Lawmakers voted 336-326 to back Schroeder's motion, which also pledged 3,900 troops to the U.S.-led campaign.
The governing coalition needed a majority of all lawmakers in the 666-seat legislature -- 334 votes -- to survive. The alliance of Schroeder's Social Democrats and the Greens party has 341 seats. Four lawmakers didn't vote.
With some pacifists in his coalition stubbornly opposing what would be Germany's largest foray outside Europe since World War II, Schroeder opted for the confidence vote -- only the fourth in postwar Germany -- rather than accepting approval of the deployment on the strength of opposition support.
In a speech to the full parliament, Schroeder urged lawmakers in his coalition to back the military deployment -- thereby reinforcing the government -- in a signal to the world of Germany's reliability in the international fight against terrorism. The pledge does not involve ground troops or participation in airstrikes.
"Today's decision on the military deployment will certainly be a turning point: for the first time soldiers will be readied for armed deployment outside the NATO region," Schroeder said. "For a decision of such consequences, it is absolutely necessary that the chancellor and the government relies on a majority from their own coalition."
Schroeder's Social Democrats favored new elections if Friday's vote failed.
With the military deployment tied to a confidence vote, the opposition vowed to vote against rather than support the chancellor. They complained the chancellor's gamble has harmed Germany's image abroad.

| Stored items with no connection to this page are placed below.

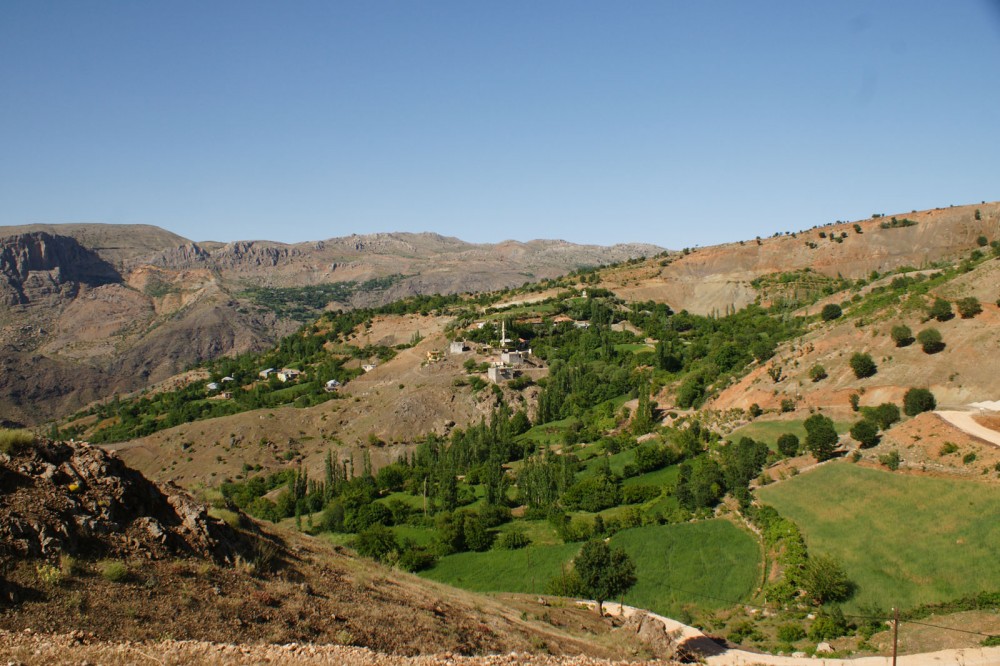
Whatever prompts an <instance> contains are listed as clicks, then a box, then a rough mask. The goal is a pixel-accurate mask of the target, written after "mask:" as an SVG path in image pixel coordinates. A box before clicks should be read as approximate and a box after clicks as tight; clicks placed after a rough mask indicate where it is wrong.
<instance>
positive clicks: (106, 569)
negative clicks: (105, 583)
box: [98, 560, 129, 583]
mask: <svg viewBox="0 0 1000 666" xmlns="http://www.w3.org/2000/svg"><path fill="white" fill-rule="evenodd" d="M98 568H99V570H100V572H101V577H102V578H104V580H106V581H108V582H109V583H124V582H125V581H126V580H128V574H129V571H128V566H126V565H125V563H124V562H119V561H118V560H106V561H104V562H101V563H100V564H99V565H98Z"/></svg>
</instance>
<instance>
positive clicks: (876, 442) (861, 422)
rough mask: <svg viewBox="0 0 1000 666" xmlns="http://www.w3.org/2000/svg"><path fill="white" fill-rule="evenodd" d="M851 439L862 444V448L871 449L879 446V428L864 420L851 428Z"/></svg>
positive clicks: (861, 444)
mask: <svg viewBox="0 0 1000 666" xmlns="http://www.w3.org/2000/svg"><path fill="white" fill-rule="evenodd" d="M851 437H853V438H854V439H855V440H856V441H857V442H858V443H859V444H861V448H863V449H870V448H871V447H873V446H875V445H876V444H878V440H879V435H878V426H877V425H876V424H874V423H872V422H871V421H869V420H867V419H862V420H861V421H858V422H857V423H855V424H854V425H853V426H851Z"/></svg>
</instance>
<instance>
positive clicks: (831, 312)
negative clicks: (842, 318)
mask: <svg viewBox="0 0 1000 666" xmlns="http://www.w3.org/2000/svg"><path fill="white" fill-rule="evenodd" d="M843 314H844V311H843V310H842V309H841V308H840V306H839V305H837V304H836V303H827V304H826V305H824V306H823V310H822V311H820V313H819V316H820V317H821V318H822V319H823V321H833V320H834V319H838V318H839V317H840V316H841V315H843Z"/></svg>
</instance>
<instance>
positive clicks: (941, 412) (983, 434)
mask: <svg viewBox="0 0 1000 666" xmlns="http://www.w3.org/2000/svg"><path fill="white" fill-rule="evenodd" d="M934 413H935V414H937V415H938V416H939V417H940V418H941V419H943V420H944V421H947V422H948V423H950V424H951V425H953V426H955V427H956V428H958V429H959V430H961V431H962V432H964V433H966V434H969V435H972V436H973V437H978V438H979V439H981V440H983V441H986V442H989V443H990V444H993V445H994V446H1000V432H997V431H996V430H990V429H989V428H987V427H986V426H984V425H980V424H979V423H976V420H975V419H973V418H972V417H973V416H975V412H955V411H941V412H934Z"/></svg>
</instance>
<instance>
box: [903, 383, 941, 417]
mask: <svg viewBox="0 0 1000 666" xmlns="http://www.w3.org/2000/svg"><path fill="white" fill-rule="evenodd" d="M935 407H937V401H936V400H935V399H934V394H933V393H931V392H930V391H929V390H928V389H925V388H911V389H910V390H909V391H907V392H906V394H905V395H904V396H903V412H904V413H905V414H906V415H907V416H916V415H917V414H920V413H921V412H929V411H931V410H932V409H934V408H935Z"/></svg>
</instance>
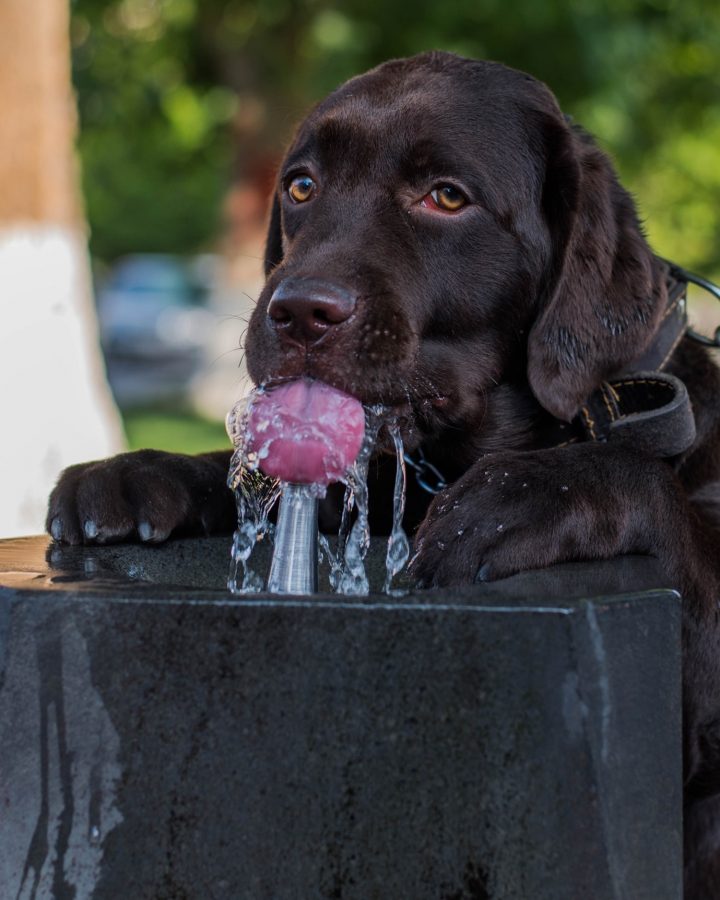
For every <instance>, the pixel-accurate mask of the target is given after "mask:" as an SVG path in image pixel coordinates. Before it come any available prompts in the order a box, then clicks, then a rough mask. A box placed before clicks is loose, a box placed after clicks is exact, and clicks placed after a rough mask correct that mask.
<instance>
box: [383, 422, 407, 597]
mask: <svg viewBox="0 0 720 900" xmlns="http://www.w3.org/2000/svg"><path fill="white" fill-rule="evenodd" d="M388 431H389V432H390V437H391V438H392V439H393V444H394V446H395V458H396V460H397V462H396V469H395V490H394V492H393V527H392V531H391V532H390V537H389V538H388V549H387V554H386V556H385V585H384V586H383V591H384V592H385V593H386V594H401V593H403V591H401V590H398V589H393V587H392V580H393V578H394V577H395V575H397V574H398V573H399V572H400V571H402V569H403V567H404V565H405V563H406V562H407V561H408V557H409V556H410V544H409V543H408V539H407V535H406V534H405V532H404V531H403V527H402V517H403V513H404V512H405V490H406V487H407V471H406V469H405V453H404V452H403V443H402V436H401V434H400V427H399V425H398V423H397V421H393V422H391V423H390V424H389V425H388Z"/></svg>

"You are playing thoughtlessly with foreign policy because you cannot manage your domestic policies, in a last-ditch effort to save your government," the conservative Christian Democrats' parliamentary leader, Friedrich Merz, said. "Such a chancellor doesn't deserve trust."
With a government majority of just 16, the chancellor left dissenters little room for maneuver.

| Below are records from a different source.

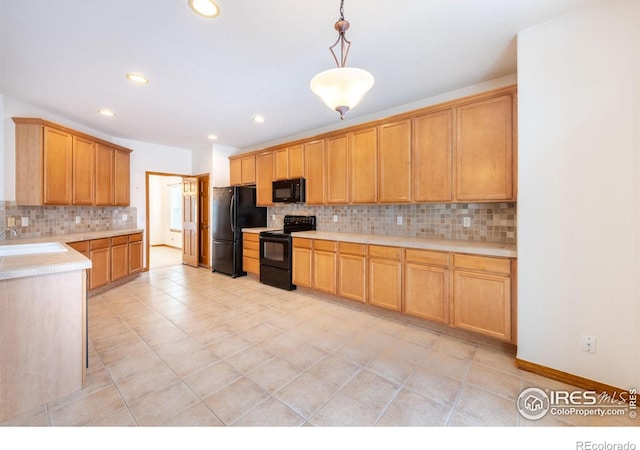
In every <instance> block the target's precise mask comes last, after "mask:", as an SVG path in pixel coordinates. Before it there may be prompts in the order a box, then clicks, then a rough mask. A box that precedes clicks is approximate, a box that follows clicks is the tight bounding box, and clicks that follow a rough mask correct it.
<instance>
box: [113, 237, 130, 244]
mask: <svg viewBox="0 0 640 450" xmlns="http://www.w3.org/2000/svg"><path fill="white" fill-rule="evenodd" d="M128 243H129V236H114V237H112V238H111V245H124V244H128Z"/></svg>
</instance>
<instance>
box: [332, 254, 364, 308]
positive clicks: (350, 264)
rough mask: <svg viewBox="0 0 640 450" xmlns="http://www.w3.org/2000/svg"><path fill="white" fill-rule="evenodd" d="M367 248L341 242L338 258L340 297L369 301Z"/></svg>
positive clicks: (357, 299) (361, 301) (354, 299)
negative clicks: (367, 279)
mask: <svg viewBox="0 0 640 450" xmlns="http://www.w3.org/2000/svg"><path fill="white" fill-rule="evenodd" d="M366 255H367V246H366V245H364V244H351V243H348V242H340V245H339V257H338V295H339V296H340V297H344V298H348V299H351V300H356V301H359V302H366V301H367V256H366Z"/></svg>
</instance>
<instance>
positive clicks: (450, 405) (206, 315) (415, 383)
mask: <svg viewBox="0 0 640 450" xmlns="http://www.w3.org/2000/svg"><path fill="white" fill-rule="evenodd" d="M88 311H89V312H88V314H89V338H90V362H89V369H88V373H87V383H86V387H85V388H84V389H83V390H82V391H79V392H76V393H74V394H71V395H69V396H67V397H65V398H62V399H59V400H57V401H54V402H51V403H49V404H47V405H43V406H42V407H41V408H39V409H37V410H36V411H31V412H29V413H26V414H22V415H20V416H18V417H14V418H12V419H9V420H7V421H5V422H4V423H2V424H0V425H4V426H83V425H89V426H136V425H137V426H158V425H159V426H207V427H213V426H228V425H232V426H301V425H306V426H349V425H353V426H375V425H377V426H447V425H448V426H480V425H487V426H539V425H547V426H585V425H587V426H590V425H594V426H604V425H606V426H612V425H613V426H617V425H636V423H635V421H633V422H632V421H631V420H630V419H628V418H623V419H621V418H609V419H603V418H582V417H578V416H565V417H562V418H556V417H552V416H549V415H548V416H547V417H545V418H544V419H542V420H540V421H536V422H531V421H528V420H526V419H524V418H522V417H520V416H519V414H518V412H517V411H516V406H515V401H516V399H517V396H518V395H519V393H520V391H521V390H522V389H524V388H526V387H531V386H535V387H540V388H553V389H574V388H572V387H570V386H567V385H563V384H561V383H558V382H555V381H552V380H548V379H546V378H543V377H540V376H537V375H534V374H531V373H528V372H523V371H520V370H518V369H516V368H515V367H514V364H513V357H512V356H510V355H508V354H505V353H502V352H500V351H497V350H495V349H491V348H486V347H483V346H481V345H479V344H475V343H472V342H466V341H462V340H458V339H455V338H452V337H448V336H446V335H443V334H439V333H437V332H434V331H430V330H428V329H425V328H421V327H419V326H416V325H415V324H411V323H408V322H405V321H401V320H394V319H390V318H388V317H386V316H385V315H378V314H376V313H372V312H370V311H363V310H362V309H358V308H354V307H351V306H350V304H348V303H340V302H333V301H329V300H326V299H320V298H316V297H314V296H311V295H309V294H303V293H298V292H296V291H293V292H286V291H282V290H279V289H275V288H271V287H269V286H265V285H262V284H260V283H259V282H257V281H256V280H255V279H252V278H247V277H243V278H236V279H231V278H229V277H226V276H223V275H219V274H215V273H211V272H209V271H208V270H205V269H193V268H190V267H186V266H182V265H176V266H171V267H166V268H160V269H155V270H151V271H150V272H147V273H144V274H142V276H141V277H140V278H138V279H136V280H134V281H132V282H129V283H128V284H125V285H123V286H120V287H118V288H115V289H113V290H111V291H109V292H107V293H105V294H103V295H101V296H98V297H94V298H91V299H90V300H89V310H88Z"/></svg>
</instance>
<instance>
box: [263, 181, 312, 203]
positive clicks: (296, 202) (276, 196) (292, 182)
mask: <svg viewBox="0 0 640 450" xmlns="http://www.w3.org/2000/svg"><path fill="white" fill-rule="evenodd" d="M271 200H272V201H273V202H274V203H304V202H305V192H304V178H295V179H293V180H278V181H274V182H273V196H272V199H271Z"/></svg>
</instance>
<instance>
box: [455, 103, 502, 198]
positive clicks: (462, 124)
mask: <svg viewBox="0 0 640 450" xmlns="http://www.w3.org/2000/svg"><path fill="white" fill-rule="evenodd" d="M512 111H513V101H512V97H511V95H503V96H501V97H496V98H493V99H489V100H484V101H480V102H476V103H471V104H469V105H465V106H460V107H458V108H456V128H457V135H456V200H458V201H460V200H464V201H471V200H477V201H488V200H513V199H514V198H513V192H514V190H513V130H512V128H513V119H512Z"/></svg>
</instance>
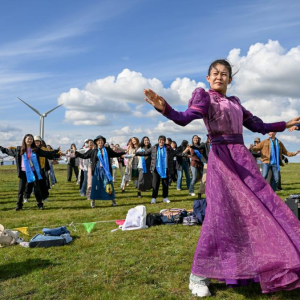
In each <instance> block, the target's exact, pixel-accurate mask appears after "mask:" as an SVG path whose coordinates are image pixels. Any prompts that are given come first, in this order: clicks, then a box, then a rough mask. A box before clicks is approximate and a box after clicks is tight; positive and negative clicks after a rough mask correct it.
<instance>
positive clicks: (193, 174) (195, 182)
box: [189, 166, 199, 194]
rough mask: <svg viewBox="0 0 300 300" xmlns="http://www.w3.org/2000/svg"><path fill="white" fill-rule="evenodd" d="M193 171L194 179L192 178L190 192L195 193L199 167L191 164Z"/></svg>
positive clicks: (191, 180) (191, 168) (192, 173)
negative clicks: (198, 168) (194, 166)
mask: <svg viewBox="0 0 300 300" xmlns="http://www.w3.org/2000/svg"><path fill="white" fill-rule="evenodd" d="M191 171H192V175H193V177H192V180H191V183H190V188H189V193H190V194H192V193H194V190H195V184H196V180H197V176H198V172H199V171H198V169H197V168H195V167H192V166H191Z"/></svg>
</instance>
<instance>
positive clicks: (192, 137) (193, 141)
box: [192, 134, 201, 146]
mask: <svg viewBox="0 0 300 300" xmlns="http://www.w3.org/2000/svg"><path fill="white" fill-rule="evenodd" d="M195 136H196V137H197V138H198V143H197V146H200V140H201V139H200V138H199V136H198V135H197V134H195V135H193V137H192V145H194V137H195Z"/></svg>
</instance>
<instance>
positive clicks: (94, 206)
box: [75, 135, 125, 208]
mask: <svg viewBox="0 0 300 300" xmlns="http://www.w3.org/2000/svg"><path fill="white" fill-rule="evenodd" d="M94 143H95V144H96V145H97V148H96V149H90V150H88V151H87V152H85V153H79V152H78V151H76V152H75V157H80V158H82V159H88V158H90V160H91V164H92V176H93V178H92V190H91V195H90V199H91V207H92V208H94V207H95V200H111V201H112V205H113V206H116V205H117V204H116V201H115V198H116V196H115V190H114V186H113V180H112V168H111V164H110V159H111V158H113V157H121V156H123V155H124V154H125V152H119V153H117V152H114V151H113V150H112V149H111V148H110V147H104V144H105V143H106V138H105V137H103V136H102V135H98V136H97V137H96V138H95V139H94Z"/></svg>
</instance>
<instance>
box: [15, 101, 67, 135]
mask: <svg viewBox="0 0 300 300" xmlns="http://www.w3.org/2000/svg"><path fill="white" fill-rule="evenodd" d="M18 99H19V100H20V101H22V102H23V103H24V104H25V105H27V106H28V107H30V108H31V109H32V110H33V111H34V112H35V113H37V114H38V115H39V116H40V136H41V138H42V139H44V118H45V117H47V115H49V114H50V113H51V112H52V111H53V110H55V109H57V108H59V107H60V106H62V105H63V104H60V105H58V106H56V107H54V108H53V109H51V110H49V111H47V112H45V113H43V114H41V113H40V112H39V111H38V110H37V109H35V108H33V107H32V106H30V105H29V104H28V103H26V102H25V101H23V100H22V99H21V98H19V97H18Z"/></svg>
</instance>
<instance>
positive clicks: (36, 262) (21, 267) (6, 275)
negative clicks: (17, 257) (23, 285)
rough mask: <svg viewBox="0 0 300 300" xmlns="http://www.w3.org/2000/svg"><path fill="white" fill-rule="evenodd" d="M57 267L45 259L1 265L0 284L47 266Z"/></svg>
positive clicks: (38, 259)
mask: <svg viewBox="0 0 300 300" xmlns="http://www.w3.org/2000/svg"><path fill="white" fill-rule="evenodd" d="M57 265H59V264H57V263H55V264H54V263H52V262H51V261H50V260H46V259H27V260H25V261H22V262H13V263H8V264H2V265H1V266H0V268H1V272H0V282H1V281H5V280H7V279H11V278H16V277H20V276H23V275H26V274H29V273H31V272H33V271H35V270H37V269H45V268H47V267H49V266H57Z"/></svg>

The outcome of the vote was on a knife-edge going into Friday's session.
Straw polls of the coalition factions in parliament early Friday indicated Schroeder likely would win. His Social Democrats, except for one lawmaker, closed ranks and only four Greens -- out of eight who had said they would oppose the military pledge -- opposed the deployment ahead of the vote.

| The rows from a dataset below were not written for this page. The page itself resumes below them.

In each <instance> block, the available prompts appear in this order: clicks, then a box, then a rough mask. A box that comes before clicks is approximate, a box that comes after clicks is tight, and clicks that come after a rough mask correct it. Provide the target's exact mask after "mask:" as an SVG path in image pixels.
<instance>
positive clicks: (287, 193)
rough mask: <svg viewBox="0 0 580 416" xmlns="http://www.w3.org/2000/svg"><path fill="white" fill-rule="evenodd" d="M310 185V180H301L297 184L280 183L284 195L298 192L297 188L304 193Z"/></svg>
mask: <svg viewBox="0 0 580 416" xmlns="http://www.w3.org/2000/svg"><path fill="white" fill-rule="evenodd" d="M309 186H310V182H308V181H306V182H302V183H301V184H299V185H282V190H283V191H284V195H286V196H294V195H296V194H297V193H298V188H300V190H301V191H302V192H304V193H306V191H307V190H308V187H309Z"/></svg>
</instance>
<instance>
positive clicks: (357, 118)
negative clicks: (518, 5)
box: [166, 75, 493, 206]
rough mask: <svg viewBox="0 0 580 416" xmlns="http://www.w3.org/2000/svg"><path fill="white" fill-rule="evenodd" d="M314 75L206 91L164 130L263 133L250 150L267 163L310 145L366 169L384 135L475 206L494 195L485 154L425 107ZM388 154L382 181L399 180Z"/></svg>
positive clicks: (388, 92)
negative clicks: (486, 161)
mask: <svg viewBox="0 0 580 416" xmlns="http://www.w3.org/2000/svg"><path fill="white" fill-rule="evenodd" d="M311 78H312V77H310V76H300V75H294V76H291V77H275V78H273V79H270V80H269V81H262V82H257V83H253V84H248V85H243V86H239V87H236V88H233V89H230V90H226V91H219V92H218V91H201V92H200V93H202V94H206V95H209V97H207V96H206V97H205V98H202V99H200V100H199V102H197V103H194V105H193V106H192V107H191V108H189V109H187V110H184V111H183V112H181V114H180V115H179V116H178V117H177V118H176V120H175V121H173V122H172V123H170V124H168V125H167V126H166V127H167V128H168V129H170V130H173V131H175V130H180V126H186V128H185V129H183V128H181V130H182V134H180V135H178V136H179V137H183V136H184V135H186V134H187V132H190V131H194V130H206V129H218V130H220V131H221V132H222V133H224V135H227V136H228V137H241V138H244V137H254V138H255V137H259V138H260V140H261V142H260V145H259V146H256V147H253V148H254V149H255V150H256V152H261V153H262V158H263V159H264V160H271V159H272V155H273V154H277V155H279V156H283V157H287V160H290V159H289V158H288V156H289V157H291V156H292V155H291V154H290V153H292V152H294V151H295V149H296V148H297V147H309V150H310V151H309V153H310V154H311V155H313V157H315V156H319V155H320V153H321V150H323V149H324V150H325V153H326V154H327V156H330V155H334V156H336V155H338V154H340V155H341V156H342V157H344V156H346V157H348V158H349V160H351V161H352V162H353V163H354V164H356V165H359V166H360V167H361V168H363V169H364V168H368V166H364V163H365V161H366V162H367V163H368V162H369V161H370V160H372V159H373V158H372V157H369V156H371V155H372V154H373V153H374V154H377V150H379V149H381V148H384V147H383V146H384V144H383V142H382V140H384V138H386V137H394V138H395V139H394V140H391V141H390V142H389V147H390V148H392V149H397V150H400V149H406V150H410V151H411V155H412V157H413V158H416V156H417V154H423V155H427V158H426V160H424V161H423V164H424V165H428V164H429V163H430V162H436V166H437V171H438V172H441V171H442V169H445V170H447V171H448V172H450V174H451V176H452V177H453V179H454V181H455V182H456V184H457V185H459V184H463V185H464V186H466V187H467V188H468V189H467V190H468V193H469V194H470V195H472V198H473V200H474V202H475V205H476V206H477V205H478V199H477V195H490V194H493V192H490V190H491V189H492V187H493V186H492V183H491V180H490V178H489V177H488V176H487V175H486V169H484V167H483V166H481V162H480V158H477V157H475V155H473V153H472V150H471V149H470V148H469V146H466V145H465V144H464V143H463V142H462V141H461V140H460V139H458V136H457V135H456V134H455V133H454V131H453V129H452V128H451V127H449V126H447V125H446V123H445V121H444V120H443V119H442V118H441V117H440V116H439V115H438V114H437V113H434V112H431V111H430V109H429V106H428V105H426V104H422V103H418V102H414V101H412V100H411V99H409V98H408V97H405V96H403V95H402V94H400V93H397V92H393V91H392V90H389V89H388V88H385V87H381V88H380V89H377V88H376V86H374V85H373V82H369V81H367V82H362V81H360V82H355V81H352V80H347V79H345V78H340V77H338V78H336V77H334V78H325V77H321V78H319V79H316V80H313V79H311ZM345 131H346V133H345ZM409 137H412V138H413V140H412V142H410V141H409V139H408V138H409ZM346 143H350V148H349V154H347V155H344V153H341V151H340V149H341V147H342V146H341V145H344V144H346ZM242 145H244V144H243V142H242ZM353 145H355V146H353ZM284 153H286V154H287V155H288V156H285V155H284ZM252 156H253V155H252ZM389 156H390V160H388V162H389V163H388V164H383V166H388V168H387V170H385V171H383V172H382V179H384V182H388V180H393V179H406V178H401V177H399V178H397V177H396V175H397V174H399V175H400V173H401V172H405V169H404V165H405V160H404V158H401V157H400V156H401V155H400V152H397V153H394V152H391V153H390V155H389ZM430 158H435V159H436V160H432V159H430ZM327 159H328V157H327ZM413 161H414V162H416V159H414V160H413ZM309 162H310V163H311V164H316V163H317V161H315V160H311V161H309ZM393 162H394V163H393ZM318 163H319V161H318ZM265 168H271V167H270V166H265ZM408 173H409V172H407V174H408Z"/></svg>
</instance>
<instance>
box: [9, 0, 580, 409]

"We all believe that the war in Afghanistan is wrong," Greens left-winger Hans-Christian Stroebele, who said he would vote against, told Phoenix television.
"We're trying to make it clear by splitting our votes that we are for one thing but against the other."
As about 60 anti-war protesters demonstrated outside, Greens leaders made impassioned pleas to lawmakers to back Schroeder.
"The decision as to whether this government wins is a decision on the future of this country -- whether we can continue the ecological and social renewal of this country," Foreign Minister Joschka Fischer said. "Germany needs this policy."
New elections would have presented risks for the opposition Christian Democrats, now engaged in an uncomfortable debate on whether chairwoman Angela Merkel or two rivals should be the next chancellor candidate.
And an early ballot would be dangerous for the Greens, who have lost support in a series of state elections as they made uncomfortable decisions over military operations and the gradual phasing out of nuclear power.
Only the ex-communist Party of Democratic Socialism has opposed outright Schroeder's pledge of "unrestricted solidarity" with the United States since the Sept. 11 terror attacks.
"With today's decision, we are heading into a military adventure with risks that can't be calculated," said their parliamentary leader, Roland Claus.
Schroeder's coalition has survived repeated bouts of tension over sending German forces to the Balkans in recent years, with Fischer among the most ardent backers of deployments aimed at curbing greater threats.
Still, some pacifist Greens and Social Democrats viewed the latest mandate as too sweeping, while others question the U.S. strategy of striking Afghan targets to root out terrorism.
Schroeder offered special forces, ships, a medical evacuation unit and armored vehicles equipped to detect nuclear, chemical and germ warfare, gaining authority for an initial one-year deployment to an area extending from northeast Africa to central Asia.
A survey by the Wahlen research group for ZDF television, released Thursday, showed 59 percent of Germans favor the military deployment and 36 percent oppose it. The telephone poll of 1,098 voters was carried out between Monday and Wednesday.